Gold, silver, platinum and palladium are the official "precious metals," reports the Convention on the Control and Marking of Articles of Precious Metals (Hallmarking Convention). They're mixed, or alloyed, with other metals for manufacture. Precious metal products are incised with official symbols called hallmarks that guarantee their quality and genuineness to buyers.

  1. Required Marks

    • The Hallmarking Convention established a universal precious metals' quality assurance system in 1972 to facilitate international trade.
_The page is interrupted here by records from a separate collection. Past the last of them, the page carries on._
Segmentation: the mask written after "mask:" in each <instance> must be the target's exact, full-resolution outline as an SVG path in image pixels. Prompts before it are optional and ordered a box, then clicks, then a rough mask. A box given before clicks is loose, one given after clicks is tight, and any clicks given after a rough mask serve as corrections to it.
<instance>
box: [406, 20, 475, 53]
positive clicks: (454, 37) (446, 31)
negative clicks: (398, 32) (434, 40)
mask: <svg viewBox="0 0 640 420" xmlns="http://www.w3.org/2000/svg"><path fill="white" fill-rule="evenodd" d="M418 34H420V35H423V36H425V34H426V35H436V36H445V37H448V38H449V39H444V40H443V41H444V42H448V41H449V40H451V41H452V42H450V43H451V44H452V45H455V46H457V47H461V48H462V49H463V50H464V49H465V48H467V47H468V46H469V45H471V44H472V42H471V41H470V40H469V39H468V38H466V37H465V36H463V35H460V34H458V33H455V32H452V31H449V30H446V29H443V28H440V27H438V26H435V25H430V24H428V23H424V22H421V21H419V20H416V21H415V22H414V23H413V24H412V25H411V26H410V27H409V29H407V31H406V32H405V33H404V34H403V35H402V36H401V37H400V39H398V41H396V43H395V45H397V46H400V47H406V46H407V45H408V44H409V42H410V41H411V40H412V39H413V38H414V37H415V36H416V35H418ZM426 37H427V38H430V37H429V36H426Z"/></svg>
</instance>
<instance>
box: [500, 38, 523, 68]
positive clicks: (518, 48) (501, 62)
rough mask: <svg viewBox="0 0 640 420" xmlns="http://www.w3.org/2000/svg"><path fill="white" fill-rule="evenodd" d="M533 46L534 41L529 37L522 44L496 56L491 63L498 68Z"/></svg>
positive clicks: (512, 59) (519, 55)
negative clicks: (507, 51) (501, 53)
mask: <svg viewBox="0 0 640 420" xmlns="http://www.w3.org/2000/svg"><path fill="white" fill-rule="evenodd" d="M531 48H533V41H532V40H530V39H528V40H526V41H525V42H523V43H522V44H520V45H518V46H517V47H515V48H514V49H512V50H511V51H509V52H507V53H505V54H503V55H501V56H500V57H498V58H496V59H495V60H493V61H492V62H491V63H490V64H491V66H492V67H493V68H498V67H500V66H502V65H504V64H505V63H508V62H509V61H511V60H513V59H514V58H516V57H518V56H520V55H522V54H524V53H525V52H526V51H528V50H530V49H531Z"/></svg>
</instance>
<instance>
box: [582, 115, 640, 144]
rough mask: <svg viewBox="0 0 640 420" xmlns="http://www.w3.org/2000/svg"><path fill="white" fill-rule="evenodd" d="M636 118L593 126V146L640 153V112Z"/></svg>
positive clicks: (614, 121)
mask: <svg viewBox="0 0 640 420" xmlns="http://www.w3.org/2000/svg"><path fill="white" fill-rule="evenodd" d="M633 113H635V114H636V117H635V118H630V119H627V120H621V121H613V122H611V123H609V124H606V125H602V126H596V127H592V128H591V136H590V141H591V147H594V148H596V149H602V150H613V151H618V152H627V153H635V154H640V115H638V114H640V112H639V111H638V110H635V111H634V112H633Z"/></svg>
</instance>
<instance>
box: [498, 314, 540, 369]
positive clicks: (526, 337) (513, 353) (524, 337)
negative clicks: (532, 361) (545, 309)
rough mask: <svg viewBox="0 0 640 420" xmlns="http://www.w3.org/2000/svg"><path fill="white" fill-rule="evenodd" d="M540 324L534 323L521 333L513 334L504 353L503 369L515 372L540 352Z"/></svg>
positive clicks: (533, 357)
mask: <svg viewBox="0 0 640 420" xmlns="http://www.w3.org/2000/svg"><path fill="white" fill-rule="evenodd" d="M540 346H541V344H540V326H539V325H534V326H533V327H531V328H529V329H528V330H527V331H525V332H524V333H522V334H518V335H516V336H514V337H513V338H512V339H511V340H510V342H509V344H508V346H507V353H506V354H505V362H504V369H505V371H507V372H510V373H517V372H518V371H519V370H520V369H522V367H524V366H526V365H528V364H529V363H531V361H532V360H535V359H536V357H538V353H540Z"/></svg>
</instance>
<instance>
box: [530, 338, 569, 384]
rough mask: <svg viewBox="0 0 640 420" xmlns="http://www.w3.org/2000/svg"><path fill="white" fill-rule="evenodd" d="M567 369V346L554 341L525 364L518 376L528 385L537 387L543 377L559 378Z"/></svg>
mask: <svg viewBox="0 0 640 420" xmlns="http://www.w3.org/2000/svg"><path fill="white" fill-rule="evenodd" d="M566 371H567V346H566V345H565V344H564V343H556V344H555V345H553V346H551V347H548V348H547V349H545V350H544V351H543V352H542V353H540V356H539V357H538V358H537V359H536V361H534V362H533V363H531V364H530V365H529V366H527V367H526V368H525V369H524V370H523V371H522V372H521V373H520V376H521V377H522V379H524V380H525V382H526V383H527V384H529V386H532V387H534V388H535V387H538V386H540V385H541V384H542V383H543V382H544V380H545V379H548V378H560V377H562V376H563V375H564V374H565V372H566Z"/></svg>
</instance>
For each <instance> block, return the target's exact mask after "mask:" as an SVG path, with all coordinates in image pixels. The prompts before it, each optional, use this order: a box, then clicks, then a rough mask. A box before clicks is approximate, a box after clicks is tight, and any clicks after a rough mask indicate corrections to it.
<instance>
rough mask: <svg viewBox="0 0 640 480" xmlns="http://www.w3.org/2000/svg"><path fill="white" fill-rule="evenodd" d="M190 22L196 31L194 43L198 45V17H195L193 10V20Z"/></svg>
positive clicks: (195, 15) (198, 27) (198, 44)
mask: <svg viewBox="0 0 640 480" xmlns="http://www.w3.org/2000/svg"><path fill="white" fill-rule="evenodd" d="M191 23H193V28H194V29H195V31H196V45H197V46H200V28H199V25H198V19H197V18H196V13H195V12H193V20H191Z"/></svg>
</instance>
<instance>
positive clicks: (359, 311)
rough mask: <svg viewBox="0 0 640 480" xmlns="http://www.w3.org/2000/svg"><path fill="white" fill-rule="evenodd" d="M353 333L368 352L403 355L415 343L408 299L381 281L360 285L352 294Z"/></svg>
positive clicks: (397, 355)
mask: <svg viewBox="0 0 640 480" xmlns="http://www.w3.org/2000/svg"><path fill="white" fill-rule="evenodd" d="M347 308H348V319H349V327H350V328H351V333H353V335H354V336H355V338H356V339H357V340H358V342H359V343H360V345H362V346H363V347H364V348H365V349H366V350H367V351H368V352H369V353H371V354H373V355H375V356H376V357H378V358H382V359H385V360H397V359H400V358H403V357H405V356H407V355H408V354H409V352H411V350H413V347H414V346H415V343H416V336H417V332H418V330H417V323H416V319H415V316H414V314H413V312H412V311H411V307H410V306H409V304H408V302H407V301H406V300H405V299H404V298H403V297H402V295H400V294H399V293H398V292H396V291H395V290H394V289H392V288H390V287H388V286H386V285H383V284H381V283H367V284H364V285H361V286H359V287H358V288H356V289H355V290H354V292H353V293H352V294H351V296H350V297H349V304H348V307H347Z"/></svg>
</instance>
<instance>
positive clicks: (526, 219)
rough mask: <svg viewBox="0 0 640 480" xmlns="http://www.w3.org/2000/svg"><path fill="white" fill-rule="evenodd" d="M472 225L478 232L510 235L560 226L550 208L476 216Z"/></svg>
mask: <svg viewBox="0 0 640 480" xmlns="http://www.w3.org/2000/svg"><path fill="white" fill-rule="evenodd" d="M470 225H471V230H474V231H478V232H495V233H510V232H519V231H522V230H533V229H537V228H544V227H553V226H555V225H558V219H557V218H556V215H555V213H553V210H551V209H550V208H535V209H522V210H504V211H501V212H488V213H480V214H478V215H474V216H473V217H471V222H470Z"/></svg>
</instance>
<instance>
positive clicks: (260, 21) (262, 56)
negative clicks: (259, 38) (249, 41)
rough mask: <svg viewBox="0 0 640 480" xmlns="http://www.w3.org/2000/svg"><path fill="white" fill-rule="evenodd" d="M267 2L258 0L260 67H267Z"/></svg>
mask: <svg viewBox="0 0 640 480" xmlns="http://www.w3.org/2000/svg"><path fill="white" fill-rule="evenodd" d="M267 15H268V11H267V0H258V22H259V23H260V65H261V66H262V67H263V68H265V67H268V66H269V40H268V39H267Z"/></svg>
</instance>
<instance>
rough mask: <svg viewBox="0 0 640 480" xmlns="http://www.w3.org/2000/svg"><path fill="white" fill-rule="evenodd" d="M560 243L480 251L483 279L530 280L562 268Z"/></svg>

Products from member countries carry a Convention's Common Control Mark (CCM) identifying the metal and the purity or fineness of it in a particular alloy, expressed as grams of pure metal per thousand kilograms of alloy by weight. Products are also incised or "struck" with a "responsibility" mark identifying the article's maker or producer. A third mark states the fineness or amount of pure precious metal in the product. The fourth compulsory mark identifies the national assay office that tested the product, confirming its precious metal purity as stated by the responsible party.

    Gold

    • The gold CCM expresses the product's gold content as its fineness number in parts per thousand, flanked by a weighing balance, both inside two overlapping circles. The Hallmarking Convention does not approve any product as gold unless it is at least 325 parts gold per 1,000 parts total metal alloy by weight. Pure gold is designated 999 on the CCM, meaning that at least 999 grams of a kilogram of metal are elemental gold.

    Silver

    • Fineness numbers for silver are expressed as parts per thousand, by weight. The CCM for silver displays the fineness number of the stamped product between the two pans of the weighing balance or assayer's scale. The mark's outline echoes the scale in an angular pattern. CCM marks are only on products with silver fineness numbers of 800, 830, 925 and 999 or pure silver. Only silver products marked with a fineness number of 925 or higher can be marketed as sterling silver.

    Platinum and Palladium

    • A diamond shape surrounding the fineness number and weighing balance identifies the platinum CCM. Numbers within this precious metal's CCM are 850, 900, 950 or 999, the latter considered pure platinum. The palladium CCM outline is hexagonal. Palladium marks display only fineness numbers of 500, 950 or 999.